B. Możesz nie zrobić nic konstruktywnego i jedynie starać się stłumić czy zagłuszyć negatywne emocje, przecież i tak masz dużo na głowie.
Gdybyś jednak cenił sobie spokój i chciał uniknąć nerwów związanych z kontrolą, warto wykonać kilka strategicznych posunięć 😉
Ale o co właściwie chodzi…? Czyli zakres kontroli
Po pierwsze ustal zakres kontroli. Niewiedza potrafi niepotrzebnie napędzać kołowrotek stresu. Trudno przygotować się, nie wiedząc, do czego.
Zorientuj się zatem, czego dotyczy kontrola. To zdecydowanie zawęzi obszar przygotowania. Jeśli w piśmie z urzędu nie wskazano zakresu, zadzwoń do urzędu i po prostu dopytaj.
Zastanawiasz się może, jak zacząć taką rozmowę, o co właściwie zapytać. To proste:
– Dzwonię, bo chcę wcześniej przygotować wszystkie potrzebne dokumenty dla osób kontrolujących.

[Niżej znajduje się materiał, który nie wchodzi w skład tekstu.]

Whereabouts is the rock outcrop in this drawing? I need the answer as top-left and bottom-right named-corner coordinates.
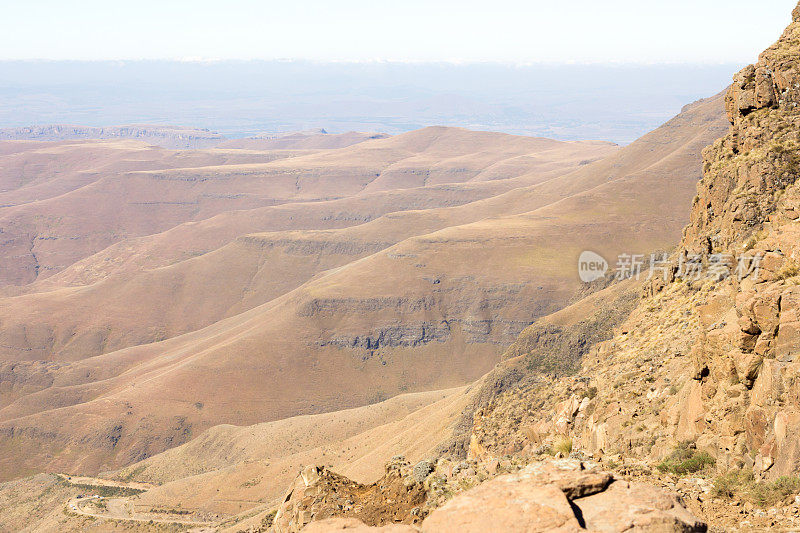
top-left (0, 124), bottom-right (225, 149)
top-left (470, 0), bottom-right (800, 492)
top-left (275, 459), bottom-right (706, 533)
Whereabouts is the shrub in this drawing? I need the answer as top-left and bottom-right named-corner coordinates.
top-left (656, 442), bottom-right (716, 475)
top-left (714, 470), bottom-right (800, 507)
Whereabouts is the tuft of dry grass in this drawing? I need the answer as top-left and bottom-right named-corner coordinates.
top-left (553, 437), bottom-right (572, 457)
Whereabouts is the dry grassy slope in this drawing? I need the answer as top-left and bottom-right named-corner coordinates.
top-left (0, 95), bottom-right (719, 482)
top-left (0, 101), bottom-right (718, 359)
top-left (0, 128), bottom-right (610, 360)
top-left (0, 387), bottom-right (474, 531)
top-left (216, 131), bottom-right (388, 150)
top-left (115, 387), bottom-right (474, 514)
top-left (0, 128), bottom-right (613, 284)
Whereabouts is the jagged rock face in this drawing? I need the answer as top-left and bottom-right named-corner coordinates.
top-left (470, 0), bottom-right (800, 488)
top-left (684, 3), bottom-right (800, 252)
top-left (275, 459), bottom-right (707, 533)
top-left (273, 458), bottom-right (427, 533)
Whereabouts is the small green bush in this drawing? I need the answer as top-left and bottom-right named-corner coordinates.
top-left (656, 442), bottom-right (716, 475)
top-left (553, 437), bottom-right (572, 457)
top-left (714, 470), bottom-right (800, 507)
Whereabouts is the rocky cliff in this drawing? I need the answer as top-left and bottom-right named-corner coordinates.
top-left (264, 5), bottom-right (800, 531)
top-left (462, 6), bottom-right (800, 524)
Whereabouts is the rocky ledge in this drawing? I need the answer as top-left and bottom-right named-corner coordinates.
top-left (273, 459), bottom-right (707, 533)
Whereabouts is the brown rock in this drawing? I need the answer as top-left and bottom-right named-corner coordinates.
top-left (573, 481), bottom-right (707, 532)
top-left (422, 480), bottom-right (581, 533)
top-left (303, 518), bottom-right (419, 533)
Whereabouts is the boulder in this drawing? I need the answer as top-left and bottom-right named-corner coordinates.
top-left (422, 459), bottom-right (706, 533)
top-left (573, 481), bottom-right (707, 533)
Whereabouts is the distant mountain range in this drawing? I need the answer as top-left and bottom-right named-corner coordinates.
top-left (0, 61), bottom-right (742, 144)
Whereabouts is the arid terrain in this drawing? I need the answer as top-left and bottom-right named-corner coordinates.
top-left (0, 2), bottom-right (800, 533)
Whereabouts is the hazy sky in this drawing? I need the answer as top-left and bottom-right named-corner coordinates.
top-left (0, 0), bottom-right (796, 63)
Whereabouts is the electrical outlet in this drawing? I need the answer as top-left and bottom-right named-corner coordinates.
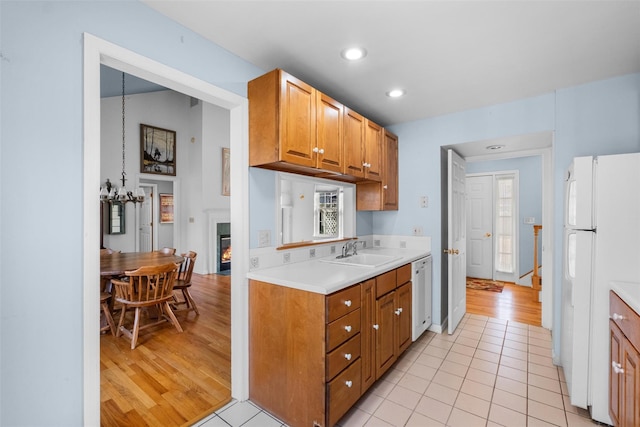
top-left (258, 230), bottom-right (271, 248)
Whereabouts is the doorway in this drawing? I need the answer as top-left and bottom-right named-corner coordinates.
top-left (87, 33), bottom-right (249, 425)
top-left (441, 131), bottom-right (555, 329)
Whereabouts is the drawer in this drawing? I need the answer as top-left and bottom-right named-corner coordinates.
top-left (327, 334), bottom-right (360, 381)
top-left (327, 309), bottom-right (360, 353)
top-left (609, 291), bottom-right (640, 349)
top-left (376, 269), bottom-right (396, 298)
top-left (327, 285), bottom-right (360, 323)
top-left (397, 264), bottom-right (411, 286)
top-left (327, 359), bottom-right (361, 426)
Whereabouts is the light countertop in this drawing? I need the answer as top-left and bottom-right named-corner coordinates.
top-left (611, 282), bottom-right (640, 315)
top-left (247, 248), bottom-right (430, 295)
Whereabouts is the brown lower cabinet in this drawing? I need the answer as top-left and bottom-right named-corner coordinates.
top-left (249, 264), bottom-right (411, 427)
top-left (609, 291), bottom-right (640, 427)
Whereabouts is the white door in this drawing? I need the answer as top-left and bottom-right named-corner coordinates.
top-left (447, 150), bottom-right (467, 334)
top-left (138, 186), bottom-right (155, 252)
top-left (466, 175), bottom-right (493, 279)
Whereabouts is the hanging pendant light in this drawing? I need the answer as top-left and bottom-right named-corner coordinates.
top-left (100, 72), bottom-right (145, 204)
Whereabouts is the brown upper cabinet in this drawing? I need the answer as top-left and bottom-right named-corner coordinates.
top-left (247, 69), bottom-right (398, 210)
top-left (356, 129), bottom-right (398, 211)
top-left (248, 69), bottom-right (343, 175)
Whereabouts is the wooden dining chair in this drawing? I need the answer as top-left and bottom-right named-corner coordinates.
top-left (171, 251), bottom-right (200, 315)
top-left (111, 263), bottom-right (182, 350)
top-left (100, 292), bottom-right (116, 336)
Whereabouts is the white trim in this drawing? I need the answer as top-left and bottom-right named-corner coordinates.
top-left (82, 33), bottom-right (249, 426)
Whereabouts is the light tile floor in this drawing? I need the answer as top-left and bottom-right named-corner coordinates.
top-left (196, 314), bottom-right (597, 427)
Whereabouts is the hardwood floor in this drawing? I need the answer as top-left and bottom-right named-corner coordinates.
top-left (467, 283), bottom-right (542, 326)
top-left (100, 273), bottom-right (231, 426)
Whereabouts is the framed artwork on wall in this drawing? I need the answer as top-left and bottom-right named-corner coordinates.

To uzasadnia dalsze pytanie o szczegółowy zakres kontroli. Możesz sobie wyobrazić, że urzędnicy też wolą przyjść „na gotowe” i poświęcić kontroli mniej czasu niż czekać na brakujące dokumenty lub wyjaśnienia. Raczej bez większego problemu uzyskasz odpowiedź.
Dwa stosy dokumentów – czyli obszary tematyczne
Zapewne w czasie trwania projektu zgromadziłeś masę papierów… Kiedy już wiesz, czego dotyczyć będzie kontrola, uporządkuj posiadane dokumenty. Podziel zebraną dokumentację na dwa obszary.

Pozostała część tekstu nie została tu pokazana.